Ideas of potentiality and actuality criticizes Platonic idea. Potentiality has idea of negation in it. Thus, a thing in nature always has actuality; we are always on the move. Divine is pure form and actuality without matter and potentiality. Ontology now moves to theology. This is his theological science. (Theology in the Metaphysics is speaking about God for Aristotle). In reality, composite of form and matter is always in motion until it ends. Any actualization has potentiality it is prior. Actuality is prior to potentiality; this is his ultimate metaphysical statement. Two ways Aristotle proves this idea. 1st is human reproduction brings us into being. Our parents actually reproduced us. 2nd is God the ultimate sense of actuality prior to potentiality.

Talking about other philosopher's ideas. Hesiod question of the Gods in poetry, night comes before day, thus we don't have access in the "dark" symbolic of precedence of something unknowable, and Aristotle doesn't like it. Thus, for him he has the unmoved mover.
The pure actuality of the Divine is Aristotle's nominee for the principal that explains why there is this movement in the first place. Limitation in nature is matter which is unstable but all things in nature strive to their potential.
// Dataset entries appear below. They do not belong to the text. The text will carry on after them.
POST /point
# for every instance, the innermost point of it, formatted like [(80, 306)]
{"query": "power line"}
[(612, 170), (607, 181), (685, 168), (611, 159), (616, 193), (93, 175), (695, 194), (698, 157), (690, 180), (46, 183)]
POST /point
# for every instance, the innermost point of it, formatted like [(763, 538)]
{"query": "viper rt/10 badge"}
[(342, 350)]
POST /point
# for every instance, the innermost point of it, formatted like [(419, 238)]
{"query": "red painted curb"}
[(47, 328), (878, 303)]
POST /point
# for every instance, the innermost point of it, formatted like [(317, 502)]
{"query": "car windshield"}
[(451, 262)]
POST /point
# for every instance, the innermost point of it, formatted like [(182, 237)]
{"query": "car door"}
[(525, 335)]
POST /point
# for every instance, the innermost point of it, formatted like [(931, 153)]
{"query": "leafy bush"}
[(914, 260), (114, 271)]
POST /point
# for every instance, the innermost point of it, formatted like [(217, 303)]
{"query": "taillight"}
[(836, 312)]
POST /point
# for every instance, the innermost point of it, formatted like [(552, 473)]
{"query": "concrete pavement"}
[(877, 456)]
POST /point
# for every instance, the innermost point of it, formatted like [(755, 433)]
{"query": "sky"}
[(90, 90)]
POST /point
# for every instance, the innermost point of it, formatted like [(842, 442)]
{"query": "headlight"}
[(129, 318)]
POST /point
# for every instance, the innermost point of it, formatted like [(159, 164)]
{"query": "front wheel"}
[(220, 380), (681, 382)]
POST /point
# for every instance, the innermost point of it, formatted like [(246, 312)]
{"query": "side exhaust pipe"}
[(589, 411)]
Thus, you have pure actuality of Divine. God is Prime mover or final cause not efficient cause for Aristotle.

Rational and non-rational potentiality. This is how Aristotle recognizes the phenomenology of human thought. What rational means here is human drama of seeking what might or not work out. Now rational is stable when you heat water it boils no other potentiality. Thus, non-rational movement is very regular. Human reason is precarious we may not use potentiality to reach actuality. When we practice medicine, it might not work out.

Theoria=contemplation. There are three kinds of ousia, all are a study of secondary ousia in some way.

1. Physics-study of material and moveable.
2. Mathematical-study of ousia that is non-moving, (1+1=2 always), but is derived from matter.
3. Theology is study of ousia that is non-moving and non-material.

This is scheme of understanding the nature of understanding something. 3rd level is big for Aristotle. 1st two levels have limitations to them. We begin from wonder (ignorance) philosophy is to illuminate wonder with answers. He doesn't deny Greek deities but the way poets depict them is deficient.

Movement is a way of understanding change we see this in the Physics. Movement is actualization of potential. Psuche=soul which is the word he uses for life. Things in nature that are alive. Soma=body. Plato separates soul from body, Aristotle doesn't. Aristotle's text De Anima is on "The Soul" is a philosophical biological treatise. We have three-part soul, plant, animal and human all are part of this.

I recommend Aristotle's works to anyone interested in obtaining a classical education, and those interested in philosophy. Aristotle is one of the most important philosophers and the standard that all others must be judged by.